Where not to be seen: Don't be caught dead inside the Great Pyramid. The six-million-ton pile of limestone is spectacular. But it is the wickedest tourist trap ever devised. You descend via an endless, dark, dank chicken ladder and arrive in a chamber darker, danker and far smaller than a Tube station loo. Also, stay away from the ever-rotating cast of Middle East peacemakers. Their motorcades rip heedlessly through the city's dense traffic; if they make peace anything like the way they drive, abandon all hope for the Holy Land.

Best eats: Lowlife grub is varied and abundant. Try koshary, a starch- packed bowl of macaroni, rice, lentils and onions topped with chilli sauce. It costs 15 pence or less per dose. The better the koshary, the more little stones lurk in the mix, which explains the state of Cairo's teeth. Highlife grub runs the ethnic gamut from enchiladas in Heliopolis to yakitori by the Nile.

Best smokes: The Egyptian waterpipe, known as the sheesha, is the highest refinement in tobacconeering. Avoid the deadly, cigar-like tombak and go for smooth, sweet ma'assil. Stewed in treacle and flavoured plain, apple, mango, orange or even banana, the African leaf is packed in a clay bowl, then topped with lit coals.

Drink of the moment: Sugarcane juice is vital in the summer, when the daytime heat hovers at lead-melting temperature. Freshly pressed in an ingenious mangle at any respectable juice stand, it costs a refreshing shilling. Daredevils in search of stronger stuff may risk local potions with uncannily familiar handles, such as Tony Talker Red Label, or Golden's London Dry Din.

Most ubiquitous item of attire: The wimple in rainbow polyester with sequins and matching spike heels. For the seriously pious, the full-face veil, dramatically anonymous like a fencer's mask but made of fine gauze. For lads, the acceptable accessory is worry beads. Keys to your Mercedes 500 SEL will substitute.

Most inappropriate item of attire: Sandals, because there are lots of icky things at foot level. And garments that overexpose flesh, because they are out of fashion by the will of God.

Catch-phrase: "Maaalessh". It means never mind, even if you are 10ft up on a camel's hump and he is galloping into the Sahara; even if the lotus blossom scent you just purchased at the Thousand Nights Perfume Palace turns out to be Tony Talker Red Label.

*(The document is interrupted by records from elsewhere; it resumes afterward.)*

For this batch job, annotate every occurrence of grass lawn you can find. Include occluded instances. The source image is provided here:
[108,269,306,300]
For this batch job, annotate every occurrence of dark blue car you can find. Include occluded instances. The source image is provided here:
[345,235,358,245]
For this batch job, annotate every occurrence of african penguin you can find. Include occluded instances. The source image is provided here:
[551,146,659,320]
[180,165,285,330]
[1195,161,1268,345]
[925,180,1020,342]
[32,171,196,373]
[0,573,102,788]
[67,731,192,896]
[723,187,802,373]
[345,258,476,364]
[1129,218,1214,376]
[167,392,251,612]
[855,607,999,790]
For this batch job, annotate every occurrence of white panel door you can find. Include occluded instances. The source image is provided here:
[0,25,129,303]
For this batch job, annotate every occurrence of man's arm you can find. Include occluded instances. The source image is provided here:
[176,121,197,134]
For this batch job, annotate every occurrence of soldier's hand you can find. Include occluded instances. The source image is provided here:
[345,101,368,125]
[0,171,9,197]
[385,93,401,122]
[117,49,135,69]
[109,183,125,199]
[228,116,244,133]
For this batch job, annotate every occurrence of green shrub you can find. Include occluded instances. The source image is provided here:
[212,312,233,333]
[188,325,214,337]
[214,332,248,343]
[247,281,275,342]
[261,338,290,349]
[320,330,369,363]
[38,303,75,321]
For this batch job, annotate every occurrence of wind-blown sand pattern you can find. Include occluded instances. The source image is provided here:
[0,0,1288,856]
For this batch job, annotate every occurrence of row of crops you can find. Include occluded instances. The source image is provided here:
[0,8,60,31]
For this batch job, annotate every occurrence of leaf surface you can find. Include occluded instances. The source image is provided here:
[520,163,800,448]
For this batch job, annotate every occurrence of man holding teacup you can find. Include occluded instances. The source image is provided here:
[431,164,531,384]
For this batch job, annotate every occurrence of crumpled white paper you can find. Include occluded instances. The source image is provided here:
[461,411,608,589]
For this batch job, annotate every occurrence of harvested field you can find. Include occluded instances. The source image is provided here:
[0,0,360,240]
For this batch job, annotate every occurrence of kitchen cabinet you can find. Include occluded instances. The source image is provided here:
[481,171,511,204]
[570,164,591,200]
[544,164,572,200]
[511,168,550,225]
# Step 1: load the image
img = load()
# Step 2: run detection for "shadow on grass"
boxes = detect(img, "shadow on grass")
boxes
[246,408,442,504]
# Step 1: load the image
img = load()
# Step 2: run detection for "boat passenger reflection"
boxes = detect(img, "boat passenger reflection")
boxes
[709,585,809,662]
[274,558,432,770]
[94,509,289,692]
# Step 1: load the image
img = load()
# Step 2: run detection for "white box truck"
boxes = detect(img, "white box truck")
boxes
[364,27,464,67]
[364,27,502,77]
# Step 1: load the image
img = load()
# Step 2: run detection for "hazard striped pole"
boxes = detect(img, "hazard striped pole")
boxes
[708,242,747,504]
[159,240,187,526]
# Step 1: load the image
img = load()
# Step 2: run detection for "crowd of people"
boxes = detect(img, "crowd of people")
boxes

Shopping: Cairo is one of the unsung bargains of the world. Cotton things are cheap, cheap, cheap: shirts, sheets, towels, etc. Also leather goods and tacky nick-nacks with pharaonic motifs.

Sporting diversions: Sailing on the Nile, riding at the Pyramids, golfing at the Gezira Club and haggling at the Khan el Khalili bazaar are old hat. For real sport try crossing the street. Instead of signs saying "Look Left", Cairo kerbs - where they exist - should advise you to acquire Olympic sprinting ability and 360 degree vision.